Scarret would write the editorial that would appear on the front page. He thought, the presses are rolling right now. Tomorrow morning’s
Banner
will be out on the streets in an hour.
He walked at random. He owned nothing, but he was owned by any part of the city. It was right that the city should now direct his way and that he should be moved by the pull of chance corners. Here I am, my masters, I am coming to salute you and acknowledge, wherever you want me, I shall go as I’m told. I’m the man who wanted power.
That woman sitting on the stoop of an old brownstone house, her fat white knees spread apart—the man pushing the white brocade of his stomach out of a cab in front of a great hotel—the little man sipping root beer at a drugstore counter—the woman leaning over a stained mattress on the sill of a tenement window—the taxi driver parked on a corner—the lady with orchids, drunk at the table of a sidewalk cafe—the toothless woman selling chewing gum—the man in shirt sleeves, leaning against the door of a poolroom—they are my masters. My owners, my rulers without a face.
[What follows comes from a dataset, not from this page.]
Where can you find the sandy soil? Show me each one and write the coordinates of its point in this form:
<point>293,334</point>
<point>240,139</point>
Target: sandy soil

Stand here, he thought, and count the lighted windows of a city. You cannot do it. But behind each yellow rectangle that climbs, one over another, to the sky—under each bulb—down to there, see that spark over the river which is not a star?—there are people whom you will never see and who are your masters. At the supper tables, in the drawing rooms, in their beds and in their cellars, in their studies and in their bathrooms. Speeding in the subways under your feet. Crawling up in elevators through vertical cracks around you. Jolting past you in every bus. Your masters, Gail Wynand. There is a net—longer than the cables that coil through the walls of this city, larger than the mesh of pipes that carry water, gas and refuse—there is another hidden net around you; it is strapped to you, and the wires lead to every hand in the city. They jerked the wires and you moved. You were a ruler of men. You held a leash. A leash is only a rope with a noose at both ends.